Python 3.5 Trying to plot PCA with sklearn and matplotlib


Using the following code generates the error: TypeError: float() argument must be a string or a number, not 'Pred':

I am struggling to figure out what is causing this error to be thrown.

self.features is a list composed of three floats ex. [1.1, 1.2, 1.3] an example of self.features:

[array([-1.67191985,  0.1       ,  9.69981494]), array([-0.68486623,  0.05      ,  9.99085024]), array([ -1.36      ,   0.1       ,  10.44720459]), array([-2.46918915,  0.        ,  3.5483372 ]), array([-0.835     ,  0.1       ,  4.02740479])]
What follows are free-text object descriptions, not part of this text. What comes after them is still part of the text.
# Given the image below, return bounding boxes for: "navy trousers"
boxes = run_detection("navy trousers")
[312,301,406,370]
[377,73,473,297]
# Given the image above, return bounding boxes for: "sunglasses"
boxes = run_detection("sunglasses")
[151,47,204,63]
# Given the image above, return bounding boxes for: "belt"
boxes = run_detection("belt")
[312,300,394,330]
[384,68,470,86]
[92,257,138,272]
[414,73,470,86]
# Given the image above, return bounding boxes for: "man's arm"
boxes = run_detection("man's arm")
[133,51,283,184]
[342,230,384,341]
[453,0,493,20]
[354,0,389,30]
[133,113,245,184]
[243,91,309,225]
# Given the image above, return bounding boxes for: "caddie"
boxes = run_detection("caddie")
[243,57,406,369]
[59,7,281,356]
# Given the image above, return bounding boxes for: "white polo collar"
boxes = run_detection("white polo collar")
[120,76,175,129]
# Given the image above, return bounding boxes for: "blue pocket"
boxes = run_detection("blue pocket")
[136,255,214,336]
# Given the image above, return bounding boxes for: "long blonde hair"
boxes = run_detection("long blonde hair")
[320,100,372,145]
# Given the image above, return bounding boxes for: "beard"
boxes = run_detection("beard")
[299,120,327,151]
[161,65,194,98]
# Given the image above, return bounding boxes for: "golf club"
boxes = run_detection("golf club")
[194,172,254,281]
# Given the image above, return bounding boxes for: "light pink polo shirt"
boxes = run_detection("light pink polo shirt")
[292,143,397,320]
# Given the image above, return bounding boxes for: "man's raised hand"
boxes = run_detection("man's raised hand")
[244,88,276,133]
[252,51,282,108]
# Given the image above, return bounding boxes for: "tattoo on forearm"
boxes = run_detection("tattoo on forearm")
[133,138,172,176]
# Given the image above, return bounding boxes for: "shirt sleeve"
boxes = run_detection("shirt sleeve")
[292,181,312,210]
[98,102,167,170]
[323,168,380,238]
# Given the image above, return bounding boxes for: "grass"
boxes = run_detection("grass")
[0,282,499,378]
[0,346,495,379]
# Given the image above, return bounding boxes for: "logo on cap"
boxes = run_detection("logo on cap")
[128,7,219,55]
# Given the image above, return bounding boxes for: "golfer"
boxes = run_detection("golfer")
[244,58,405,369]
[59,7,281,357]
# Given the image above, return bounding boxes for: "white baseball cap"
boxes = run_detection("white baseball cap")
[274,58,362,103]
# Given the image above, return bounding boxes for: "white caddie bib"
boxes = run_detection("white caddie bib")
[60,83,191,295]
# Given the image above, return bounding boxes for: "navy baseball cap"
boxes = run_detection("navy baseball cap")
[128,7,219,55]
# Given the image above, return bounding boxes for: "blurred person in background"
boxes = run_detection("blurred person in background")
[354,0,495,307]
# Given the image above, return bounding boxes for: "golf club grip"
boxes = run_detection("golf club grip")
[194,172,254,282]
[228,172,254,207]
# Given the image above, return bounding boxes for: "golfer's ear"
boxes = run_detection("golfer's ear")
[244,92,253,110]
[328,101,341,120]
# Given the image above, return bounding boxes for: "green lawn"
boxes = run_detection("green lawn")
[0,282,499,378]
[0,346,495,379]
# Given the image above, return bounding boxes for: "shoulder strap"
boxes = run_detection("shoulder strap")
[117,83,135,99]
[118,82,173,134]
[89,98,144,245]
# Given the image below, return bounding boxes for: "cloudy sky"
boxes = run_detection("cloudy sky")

This is the method where the error is being thrown.

def pca(self):        
    pca = PCA(n_components=2)
    x_np = np.asarray(self.features)
    pca.fit(x_np)
    X_reduced = pca.transform(x_np)
    plt.figure(figsize=(10, 8))
    plt.scatter(X_reduced[:, 0], X_reduced[:, 1], c=y, cmap='RdBu')
    plt.xlabel('First component')
    plt.ylabel('Second component')

The full trace back is:

Traceback (most recent call last):
  File "/Users/user/PycharmProjects/Post-Translational-Modification-                
Prediction/pred.py", line 244, in <module>
y.generate_pca()
  File "/Users/user/PycharmProjects/Post-Translational-Modification-
Prediction/pred.py", line 222, in generate_pca
plt.scatter(X_reduced[:, 0], X_reduced[:, 1], c=y, cmap='RdBu')
File "/usr/local/lib/python3.5/site-packages/matplotlib/pyplot.py", 
line 3435, in scatter
edgecolors=edgecolors, data=data, **kwargs)
File "/usr/local/lib/python3.5/site-packages/matplotlib/__init__.py", 
line 1892, in inner
return func(ax, *args, **kwargs)
File "/usr/local/lib/python3.5/site-packages/matplotlib/axes/_axes.py", line 3976, in scatter
c_array = np.asanyarray(c, dtype=float)
File "/usr/local/lib/python3.5/site-packages/numpy/core/numeric.py", line 583, in asanyarray
return array(a, dtype, copy=False, order=order, subok=True)
TypeError: float() argument must be a string or a number, not 'Pred'

Solution

  • The suggested fix by @WhoIsJack is to add np.arange(len(self.features))

    The functional code for those who run into similar issues is:

    def generate_pca(self):
        y= np.arange(len(self.features))
        pca = PCA(n_components=2)
        x_np = np.asarray(self.features)
        pca.fit(x_np)
        X_reduced = pca.transform(x_np)
        plt.figure(figsize=(10, 8))
        plt.scatter(X_reduced[:, 0], X_reduced[:, 1], c=y, cmap='RdBu')
        plt.xlabel('First component')
        plt.ylabel('Second component')
        plt.show()